Spiega cosa? si chiese per un attimo Delanna mentre si girava verso la gabbia delle oche. Non vide più le unghie di Cleo, ma sentì il suo ruggito. Nella gabbia volavano piume d’oca e gli animali stavano strombazzando a più non posso. «Cleo,» sussurrò Delanna mentre apriva i chiavistelli della porta in filo metallico. Pensava di trovare il piccolo scarabeo in preda al panico, invece, in un angolo della gabbia, Cleo sembrava al culmine della gioia, appollaiata sul sacco di grano da cui era ovviamente fuggita. Aveva sparso qualche chicco di grano sul pavimento della gabbia e con i suoi arti telescopici si divertiva a sottrarre i chicchi dai becchi delle oche. Gli stupidi pennuti si limitavano a cercare un altro chicco, di solito per farsi sottrarre anche quello. Tutte e sei le zampe dello scarabeo erano impegnate in quel continuo furto di grano. «Cleo, vieni qui!» ordinò Delanna. Era così sollevata di sapere che lo scarabeo era sano e salvo che non se la sentì di rimproverarlo per essersi preso gioco delle oche. Cleo ammiccò con le membrane nittitanti e zampettò sul pavimento della gabbia verso le mani di Delanna. Le oche si gettarono avidamente sul grano.
«E io che per tutto questo tempo ho pensato che tu fossi raggomitolata a palla per la paura!» commentò Delanna, rimproverando scherzosamente il piccolo scarabeo mentre lo stringeva al petto. Ma Cleo era chiaramente felice di vederla. Estese le zampe, simili a quelle dei ragni, intorno a Delanna e premette il ventre caldo contro il suo collo, sistemandosi sotto il mento della ragazza come un pendente ingioiellato… visibile a chicchessia. Delanna usò la camicia a fiori per coprire la camicetta che indossava, ma non servì a molto per nascondere Cleo. Allora indossò i pantaloni sulla gonna corta e li allacciò alla vita. «Nella tasca, tesoro,» ordinò, staccando le zampe di Cleo dal collo. Lo scarabeo si raggomitolò a palla e Delanna lo fece scivolare nella tasca, dove entrò comodamente. Delanna si infilò nell’altra tasca uno dei grossi frutti contenuti nella scatola di Maggie, assicurandosi che fosse visibile una parte della buccia giallo-verde. Cleo non era grossa come il frutto, ma Delanna pensò che le due protuberanze nelle sue tasche non avessero un aspetto particolarmente sospetto. E fece appena in tempo. Cadiz, Sonny e metà degli uomini sulla banchina era diretti di nuovo verso l’ultima carrozza, con Jay Madog che latrava ordini mentre faceva strada.

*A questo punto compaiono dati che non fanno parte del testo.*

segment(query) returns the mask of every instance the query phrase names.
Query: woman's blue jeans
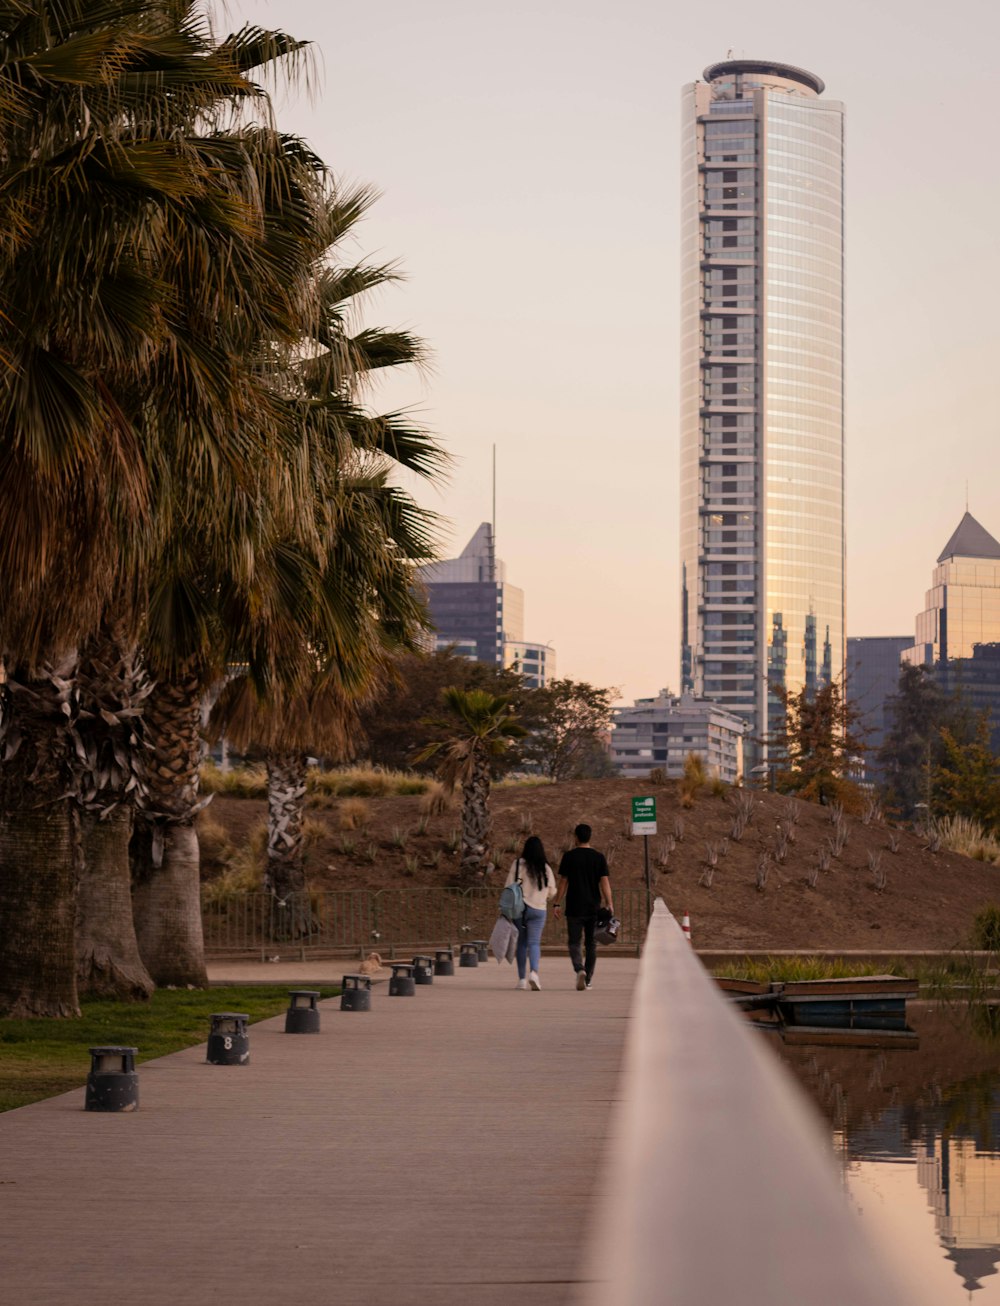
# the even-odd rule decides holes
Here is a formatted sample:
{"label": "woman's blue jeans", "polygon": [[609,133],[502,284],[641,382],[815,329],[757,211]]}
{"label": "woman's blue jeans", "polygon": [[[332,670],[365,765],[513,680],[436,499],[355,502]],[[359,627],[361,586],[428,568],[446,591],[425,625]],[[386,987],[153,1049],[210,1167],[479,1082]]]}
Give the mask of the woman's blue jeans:
{"label": "woman's blue jeans", "polygon": [[528,966],[537,970],[542,959],[542,930],[545,928],[547,912],[543,908],[525,907],[524,915],[517,923],[517,976],[528,978]]}

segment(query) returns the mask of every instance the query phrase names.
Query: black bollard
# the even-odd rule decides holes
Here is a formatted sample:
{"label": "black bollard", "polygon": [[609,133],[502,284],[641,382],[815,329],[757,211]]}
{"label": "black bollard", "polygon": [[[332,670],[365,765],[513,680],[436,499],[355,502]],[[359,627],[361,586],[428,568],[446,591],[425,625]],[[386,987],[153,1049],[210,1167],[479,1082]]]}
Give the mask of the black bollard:
{"label": "black bollard", "polygon": [[438,948],[434,953],[434,974],[454,975],[455,954],[451,948]]}
{"label": "black bollard", "polygon": [[250,1017],[242,1011],[216,1011],[205,1060],[211,1066],[245,1066],[250,1060]]}
{"label": "black bollard", "polygon": [[286,1034],[319,1033],[319,993],[315,989],[292,989],[291,1002],[285,1012]]}
{"label": "black bollard", "polygon": [[479,958],[480,961],[489,961],[490,959],[489,944],[486,942],[485,939],[473,939],[472,946],[475,948],[476,956]]}
{"label": "black bollard", "polygon": [[345,975],[340,994],[341,1011],[371,1011],[372,981],[369,975]]}
{"label": "black bollard", "polygon": [[138,1048],[91,1048],[85,1111],[137,1111],[139,1076],[135,1070]]}
{"label": "black bollard", "polygon": [[434,983],[434,958],[418,952],[413,958],[413,982],[415,984]]}
{"label": "black bollard", "polygon": [[461,970],[471,970],[479,965],[479,946],[475,943],[463,943],[458,950],[458,965]]}
{"label": "black bollard", "polygon": [[408,961],[391,961],[392,978],[389,980],[390,998],[412,998],[416,991],[413,965]]}

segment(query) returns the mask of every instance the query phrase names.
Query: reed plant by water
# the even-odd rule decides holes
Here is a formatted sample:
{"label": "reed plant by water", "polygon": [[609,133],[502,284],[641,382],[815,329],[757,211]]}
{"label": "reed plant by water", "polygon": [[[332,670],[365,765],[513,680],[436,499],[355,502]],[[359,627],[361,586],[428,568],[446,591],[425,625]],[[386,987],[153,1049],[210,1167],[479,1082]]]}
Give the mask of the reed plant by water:
{"label": "reed plant by water", "polygon": [[753,980],[758,984],[793,984],[803,980],[852,979],[858,975],[879,975],[882,966],[874,961],[845,961],[842,957],[743,957],[713,967],[719,979]]}

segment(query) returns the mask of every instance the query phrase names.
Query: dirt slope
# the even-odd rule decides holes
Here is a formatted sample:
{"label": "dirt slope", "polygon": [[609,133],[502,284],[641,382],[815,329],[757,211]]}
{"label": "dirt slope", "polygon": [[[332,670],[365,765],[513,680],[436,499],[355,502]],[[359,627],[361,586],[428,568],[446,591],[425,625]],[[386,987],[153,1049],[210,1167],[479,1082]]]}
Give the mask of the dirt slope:
{"label": "dirt slope", "polygon": [[[541,836],[556,865],[568,847],[577,821],[594,827],[593,843],[612,853],[612,879],[618,885],[641,885],[642,841],[625,837],[633,795],[655,794],[659,837],[650,840],[656,860],[662,836],[673,834],[675,819],[684,823],[682,840],[667,868],[654,867],[654,888],[675,913],[688,911],[695,942],[703,948],[952,948],[969,942],[972,918],[984,904],[1000,902],[1000,868],[954,853],[932,854],[921,839],[900,830],[899,851],[888,850],[885,825],[862,823],[849,816],[849,840],[832,869],[820,872],[815,888],[807,882],[817,850],[832,832],[829,811],[777,794],[757,793],[757,805],[741,842],[729,839],[711,887],[699,883],[706,843],[731,835],[732,793],[706,790],[685,810],[678,786],[637,786],[628,780],[578,781],[560,785],[503,787],[494,790],[496,861],[506,871],[526,831]],[[310,883],[317,888],[384,888],[453,884],[457,855],[449,850],[458,826],[458,810],[431,817],[421,826],[421,799],[365,799],[364,824],[341,829],[342,804],[310,813],[313,845]],[[762,852],[775,844],[779,822],[791,824],[794,842],[783,865],[773,861],[763,892],[756,888]],[[234,843],[245,841],[262,825],[265,804],[218,796],[209,809]],[[869,851],[881,852],[886,872],[883,892],[876,891],[868,865]],[[206,867],[206,873],[218,873]],[[499,883],[502,876],[495,875]]]}

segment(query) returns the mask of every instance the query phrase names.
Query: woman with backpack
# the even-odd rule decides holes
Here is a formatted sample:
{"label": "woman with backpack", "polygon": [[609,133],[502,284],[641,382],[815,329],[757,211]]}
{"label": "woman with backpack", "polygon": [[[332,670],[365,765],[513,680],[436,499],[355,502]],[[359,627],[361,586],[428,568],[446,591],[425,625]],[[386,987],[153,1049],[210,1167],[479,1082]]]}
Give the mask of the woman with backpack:
{"label": "woman with backpack", "polygon": [[517,987],[526,989],[530,984],[537,993],[542,987],[538,967],[546,907],[556,893],[556,877],[545,859],[545,849],[537,835],[530,835],[525,840],[521,856],[511,863],[504,887],[509,884],[519,885],[524,897],[524,911],[517,921]]}

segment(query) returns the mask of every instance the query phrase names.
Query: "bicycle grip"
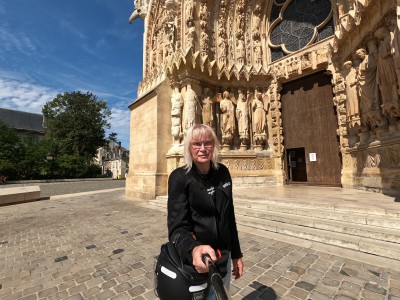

«Tirate fuori le scatole da sotto i sedili nell’ultima carrozza,» stava dicendo Jay agli uomini, «e trascinate questa cassa di oche fino al punto di raccolta.» Si girò verso Delanna. «Come sei riuscita a farle stare zitte?»
«Ho dato loro da mangiare,» rispose Delanna. Infilò la mano in tasca, chiudendola sullo scarabeo raggomitolato e sorridendo quando lo sentì iniziare a fare le fusa.
«Hanno trovato il grano, eh?» commentò Sonny, dando un’occhiata nella gabbia.
Cadiz osservò distrattamente la gabbia. «Perderanno tutte quelle piume per tutto il viaggio di ritorno?» chiese.
«Attacca il rimorchio delle oche alla fine della carovana,» ordinò Jay all’uomo che era arrivato per trainare a mano il rimorchio. «In questo modo potranno mutare tutte le piume che vogliono senza dare fastidio al resto della carovana.» Rivolse un’occhiata a Delanna. «Se per te va bene, cioè. Sembrano sul punto di diventare i tuoi animali preferiti.» Le rivolse un sogghigno.